I’ve been playing around with the idea of trying to fit an LSTM to do TDD in Python, and I figured I’d ask for your thoughts before investing a lot of time and sweat.
Why Python? Because it occurred to me that github’s stash of python functions with doctests, could be parsed into a (vast?) supervised dataset of semi testable code. For those unfamiliar with doctest, it is a simple way to add a few tests in a comment at the beginning of python functions or modules. The comments are parsed by the framework, run in python interpreter and checked against expected output:
The project could go somewhat like this:
- Scrape / fetch all-the-python from github.
- Train and validate a character level language model on a proven LSTM architecture on all-the-python to learn syntax.
- Mechanically clean up a subset of the python (e.g. only short python 3 utility functions with docstrings that pass tests even after they were removed from their context).
- Train a custom head to complete the function body given its definition line and some docstring.
- Run linter / python interpreter in the loss function to penalize lines with syntax errors and wrong outputs (based on the remainder tests in the docstring).
Some questions and issues to spark discussion:
- Am I crazy, a decade a head of what’s possible, or could this work to a small degree?
- The huge computational load of running an interpreter in the loss function in the final state of training.

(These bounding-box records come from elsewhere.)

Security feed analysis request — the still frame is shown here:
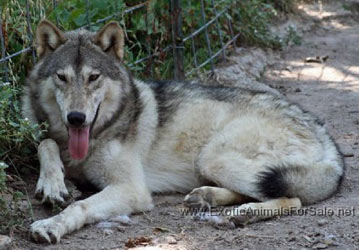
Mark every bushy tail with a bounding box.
[258,160,343,204]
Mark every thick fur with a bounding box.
[23,21,343,242]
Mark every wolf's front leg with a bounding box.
[35,139,69,204]
[31,144,152,243]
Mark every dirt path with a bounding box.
[15,1,359,250]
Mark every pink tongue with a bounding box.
[69,126,90,160]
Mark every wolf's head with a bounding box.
[35,20,130,159]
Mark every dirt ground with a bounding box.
[9,1,359,250]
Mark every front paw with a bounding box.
[30,217,65,243]
[35,175,69,207]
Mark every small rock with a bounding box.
[0,235,11,250]
[103,228,113,236]
[312,243,328,249]
[303,235,313,242]
[288,237,297,242]
[166,236,177,245]
[323,234,338,246]
[317,219,328,227]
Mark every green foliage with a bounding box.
[0,161,31,234]
[0,82,46,233]
[0,83,46,164]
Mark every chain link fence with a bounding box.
[0,0,240,82]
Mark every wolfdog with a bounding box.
[23,20,344,243]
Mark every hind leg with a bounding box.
[184,186,252,208]
[195,152,301,224]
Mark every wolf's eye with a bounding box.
[56,74,66,82]
[89,74,100,82]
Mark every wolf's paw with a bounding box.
[30,218,65,243]
[183,187,216,209]
[35,176,69,206]
[227,203,267,226]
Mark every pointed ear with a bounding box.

- The function definition plus one test is not enough to go on towards writing a function that generalizes.
- Overestimation of how many people have tested their code?
- Data leakage e.g. from forked repos
- Approaches to scraping / fetching
- Choice of architecture
- Loss function design
- Code license issues
- Wanna join forces?
- First fast.ai model to feed on its own code… -> singularity
Also let me know if you know any previous work along similar lines. I’ve tried to google some, but weeding anything relevant out of the sea of “python for LSTM” results is painful. I’ve found some inspiring work like this old classic, but nothing about code that would even strive to “do the right thing”.